So this post is a long time coming and something I have reconsidered over and over again. It’s very personal to me but since my Ayahuasca experience, and since coming forth to be transparent on this blog, I know my followers enjoy my honesty.
So here goes.
I’m sure you have all heard that Ayahusaca will turn your world upside down. Heck, that’s an understatement. Even though I am very transparent on my blog, I still honour my privacy so this will be an overview.
I came out as a lesbian 10 years ago and left my unfulfilled marriage. Not to say I didn’t love my ex, very much so, but something deeply was missing. I knew as a child that there was a grand love for me, and it was this knowledge that I continue to believe today.

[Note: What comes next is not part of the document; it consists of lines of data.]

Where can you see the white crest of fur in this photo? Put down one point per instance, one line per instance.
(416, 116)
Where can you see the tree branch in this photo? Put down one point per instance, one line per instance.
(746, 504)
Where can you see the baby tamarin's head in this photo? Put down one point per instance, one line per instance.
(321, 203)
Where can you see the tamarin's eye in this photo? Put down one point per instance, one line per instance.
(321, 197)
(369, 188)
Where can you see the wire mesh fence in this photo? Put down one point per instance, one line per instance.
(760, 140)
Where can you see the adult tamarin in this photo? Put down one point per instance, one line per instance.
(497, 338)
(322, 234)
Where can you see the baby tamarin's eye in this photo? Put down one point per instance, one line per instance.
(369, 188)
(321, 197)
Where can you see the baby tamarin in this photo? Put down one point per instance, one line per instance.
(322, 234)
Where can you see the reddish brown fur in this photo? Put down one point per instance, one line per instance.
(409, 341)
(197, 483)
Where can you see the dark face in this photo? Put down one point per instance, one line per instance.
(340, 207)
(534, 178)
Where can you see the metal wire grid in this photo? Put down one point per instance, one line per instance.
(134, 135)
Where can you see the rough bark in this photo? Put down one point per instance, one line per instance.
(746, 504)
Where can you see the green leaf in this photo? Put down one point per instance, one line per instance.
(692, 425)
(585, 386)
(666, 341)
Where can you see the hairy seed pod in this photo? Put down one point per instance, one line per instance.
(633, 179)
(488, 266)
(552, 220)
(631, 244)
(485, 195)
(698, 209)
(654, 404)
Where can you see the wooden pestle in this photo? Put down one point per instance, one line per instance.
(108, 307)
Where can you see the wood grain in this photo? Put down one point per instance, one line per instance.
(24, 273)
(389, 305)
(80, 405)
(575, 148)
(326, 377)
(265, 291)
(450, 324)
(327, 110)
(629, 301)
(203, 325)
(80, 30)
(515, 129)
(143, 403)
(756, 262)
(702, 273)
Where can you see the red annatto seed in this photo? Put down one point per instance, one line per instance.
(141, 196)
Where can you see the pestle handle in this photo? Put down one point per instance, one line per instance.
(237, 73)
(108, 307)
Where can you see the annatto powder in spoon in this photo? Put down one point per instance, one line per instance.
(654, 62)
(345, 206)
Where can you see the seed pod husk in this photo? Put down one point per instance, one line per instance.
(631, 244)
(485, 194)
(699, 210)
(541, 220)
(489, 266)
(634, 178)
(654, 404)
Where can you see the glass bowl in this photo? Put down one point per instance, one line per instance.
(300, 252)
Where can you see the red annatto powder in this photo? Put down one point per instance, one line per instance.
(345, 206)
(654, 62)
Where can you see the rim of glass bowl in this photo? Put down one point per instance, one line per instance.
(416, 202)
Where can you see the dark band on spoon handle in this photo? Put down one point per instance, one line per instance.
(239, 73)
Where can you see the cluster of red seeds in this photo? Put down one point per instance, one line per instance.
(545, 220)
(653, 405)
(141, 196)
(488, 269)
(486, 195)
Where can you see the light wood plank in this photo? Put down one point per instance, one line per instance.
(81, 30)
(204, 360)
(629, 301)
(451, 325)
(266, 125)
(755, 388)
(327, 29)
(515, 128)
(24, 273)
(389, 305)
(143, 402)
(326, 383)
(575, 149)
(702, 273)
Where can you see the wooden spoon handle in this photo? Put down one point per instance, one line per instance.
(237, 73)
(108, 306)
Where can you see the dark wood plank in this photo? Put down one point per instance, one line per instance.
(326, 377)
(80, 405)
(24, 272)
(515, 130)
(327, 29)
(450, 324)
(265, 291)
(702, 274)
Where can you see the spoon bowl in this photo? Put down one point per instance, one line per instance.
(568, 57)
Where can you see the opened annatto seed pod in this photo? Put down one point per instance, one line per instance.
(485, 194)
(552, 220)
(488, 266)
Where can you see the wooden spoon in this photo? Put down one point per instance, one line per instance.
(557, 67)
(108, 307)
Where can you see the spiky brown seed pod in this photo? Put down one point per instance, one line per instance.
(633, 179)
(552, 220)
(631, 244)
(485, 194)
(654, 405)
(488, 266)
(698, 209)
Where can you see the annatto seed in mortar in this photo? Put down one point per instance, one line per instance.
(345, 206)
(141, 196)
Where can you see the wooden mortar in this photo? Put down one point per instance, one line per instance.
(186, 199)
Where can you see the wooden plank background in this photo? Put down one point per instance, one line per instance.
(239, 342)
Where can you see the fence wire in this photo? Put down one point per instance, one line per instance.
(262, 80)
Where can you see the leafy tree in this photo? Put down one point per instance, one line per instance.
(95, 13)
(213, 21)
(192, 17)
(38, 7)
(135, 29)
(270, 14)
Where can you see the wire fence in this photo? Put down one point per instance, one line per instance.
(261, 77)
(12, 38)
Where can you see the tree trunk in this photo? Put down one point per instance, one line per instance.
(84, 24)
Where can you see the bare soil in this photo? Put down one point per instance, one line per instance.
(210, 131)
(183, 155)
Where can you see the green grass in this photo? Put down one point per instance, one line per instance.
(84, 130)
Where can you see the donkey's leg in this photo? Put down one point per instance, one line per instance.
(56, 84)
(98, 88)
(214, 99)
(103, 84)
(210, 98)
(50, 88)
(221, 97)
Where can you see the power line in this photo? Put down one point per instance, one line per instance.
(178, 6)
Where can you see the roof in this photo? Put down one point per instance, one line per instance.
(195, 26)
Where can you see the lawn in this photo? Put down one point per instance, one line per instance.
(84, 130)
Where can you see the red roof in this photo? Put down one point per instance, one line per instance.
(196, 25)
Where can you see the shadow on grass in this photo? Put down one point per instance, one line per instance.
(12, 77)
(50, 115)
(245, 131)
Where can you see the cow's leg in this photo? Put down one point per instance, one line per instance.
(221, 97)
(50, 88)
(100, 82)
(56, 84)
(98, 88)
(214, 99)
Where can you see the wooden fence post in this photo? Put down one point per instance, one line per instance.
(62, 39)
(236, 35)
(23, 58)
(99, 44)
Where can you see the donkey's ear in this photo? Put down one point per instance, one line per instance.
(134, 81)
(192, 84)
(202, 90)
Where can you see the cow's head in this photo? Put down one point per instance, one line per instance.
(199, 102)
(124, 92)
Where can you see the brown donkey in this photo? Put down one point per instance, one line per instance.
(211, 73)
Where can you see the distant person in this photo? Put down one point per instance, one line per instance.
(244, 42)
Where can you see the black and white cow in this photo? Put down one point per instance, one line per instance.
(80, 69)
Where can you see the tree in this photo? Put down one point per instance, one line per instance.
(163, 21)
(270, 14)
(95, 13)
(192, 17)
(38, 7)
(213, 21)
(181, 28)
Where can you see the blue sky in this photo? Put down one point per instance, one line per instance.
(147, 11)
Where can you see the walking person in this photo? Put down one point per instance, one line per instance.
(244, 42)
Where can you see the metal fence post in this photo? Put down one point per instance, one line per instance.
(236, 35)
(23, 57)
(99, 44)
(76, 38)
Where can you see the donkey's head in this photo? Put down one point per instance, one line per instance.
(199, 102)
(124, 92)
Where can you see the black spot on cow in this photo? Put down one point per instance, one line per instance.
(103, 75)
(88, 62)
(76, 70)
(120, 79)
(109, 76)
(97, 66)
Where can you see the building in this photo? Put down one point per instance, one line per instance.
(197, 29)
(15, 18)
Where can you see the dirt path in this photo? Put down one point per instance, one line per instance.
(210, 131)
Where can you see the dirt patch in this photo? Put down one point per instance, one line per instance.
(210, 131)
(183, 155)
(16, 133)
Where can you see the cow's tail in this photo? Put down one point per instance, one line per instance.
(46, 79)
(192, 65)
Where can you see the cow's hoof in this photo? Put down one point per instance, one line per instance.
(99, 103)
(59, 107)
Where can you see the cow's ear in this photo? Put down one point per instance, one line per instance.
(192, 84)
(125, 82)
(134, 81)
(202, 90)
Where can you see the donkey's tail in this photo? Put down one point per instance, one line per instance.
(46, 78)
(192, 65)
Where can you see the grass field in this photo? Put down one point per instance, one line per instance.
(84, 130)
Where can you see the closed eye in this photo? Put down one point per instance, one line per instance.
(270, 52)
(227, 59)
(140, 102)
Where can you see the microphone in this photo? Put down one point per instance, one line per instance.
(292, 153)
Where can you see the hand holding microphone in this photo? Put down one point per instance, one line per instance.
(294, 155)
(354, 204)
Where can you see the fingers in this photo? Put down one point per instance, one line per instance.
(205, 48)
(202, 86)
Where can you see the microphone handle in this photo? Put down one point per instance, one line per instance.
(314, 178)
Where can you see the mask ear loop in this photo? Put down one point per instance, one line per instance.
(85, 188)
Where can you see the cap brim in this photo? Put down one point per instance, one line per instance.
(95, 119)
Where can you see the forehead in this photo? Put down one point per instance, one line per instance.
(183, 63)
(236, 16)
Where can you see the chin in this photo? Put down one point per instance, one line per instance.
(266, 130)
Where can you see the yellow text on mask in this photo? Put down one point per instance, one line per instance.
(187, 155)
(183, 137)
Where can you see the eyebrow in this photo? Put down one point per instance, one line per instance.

Nothing will stop me from finding who the Universe created for me. When I came out I had been fighting the attraction to women since I hit puberty, so heck I figured I’m gay! HAHA! The Universe is always changing things up, trust me. My belief that I was lesbian was shattered during Ayahuasca.
Mama Ayahuasca took me deep into my patterns of what I was withholding from my own children based on my abusive past which miraculously played into my own denial of my sexuality. For me, it was never about the physical body but the energy. The feminine softness energy I found in women was my attraction, not the body.
It’s been a month now since I was in Cancun, and it’s taken me this long to finally be ok that I am not a lesbian, but a lover of soul energy. Never have I been one to date people on looks anyways, I have been with every size, male and female. What I realized was that my sexuality came to a point that I was seeking a feminine energy reflection of what I was lacking in myself.
I denied my feminine side for a very long time. Granted I played in my sexiness while I was heavily active in the LGBTQ community, doing burlesque, going to Oasis Lounge, marching topless at Toronto World Pride. That wasn’t real femininity. Its what the world tells us what femininity is, to become empowered and righteous in the feminine movement.
I have to say I too got pulled into that. Not to say that women shouldn’t be empowered, yet we can not forget our natural feminine energy of sacred sensuality. To honour our temples. To nurture ourselves in great kindness so that we may nurture and accept others. To love deeply so that we may love others deeply. To provide a space of revival, reprise, and rejuvenation for the masculine energy to bask in. When I speak to feminine and masculine energy, I’m not referring to the physical body, I am only referring to the energy.
I always thought I was more masculine because I was successful in my life, I have been able to raise my children alone, buy a couple of houses, travel, take an early retirement, go live in Bali for 7 months, etc. It wasn’t that I was more masculine, it was that my masculine was out of balance, and my feminine was hiding deep within me in a very painful space.
It wasn’t until my feminine energy was pointed out to me at the retreat that it hit me like a ton of bricks. My entire identity shattered. My lesbian persona began to fade and I was scared. Terrified that my entire life was a lie. Someone as aware as myself!!?? How could this happen? That was when my spiritual ego came crashing down.
Mama Ayahuasca showed me that I am more feminine than masculine, that I had to switch into my natural feminine side that I hid for so long and to recognize that the love of my life that I was seeking all this time wasn’t feminine energy, it was masculine energy. The attraction I was looking for all this time was from a place of lack. I wanted to see my feminine energy reflected back to me in another because I craved it. My soul wanted to see my own nurturing divine well of pure love to be mirrored back into my own heart. That’s what I was seeking when I was with women. Once I found my femininity in myself is when I recognized my attraction to the masculine energy. It gave me direction and clarity, unlike anything I had experienced before. For once I felt balanced internally.
So where does that leave me? HA! Your guess is as good as mine. I’m totally open, putting no restrictions on love. I am done with labels. I have no idea what I am now and that is ok. All I know is I have a very good understanding of what Mama Ayahuasca has shown me and where my life is headed. Right now I am practising to have a reverent love to hold my body as a sacred temple. I don’t want anyone to be in my vibe unless it is who the Universe made with me. For when my divine masculine is aligned and ready for all of this amazing union, I will be ready as well.
I release it all to the Divinity of the Universe. AHO!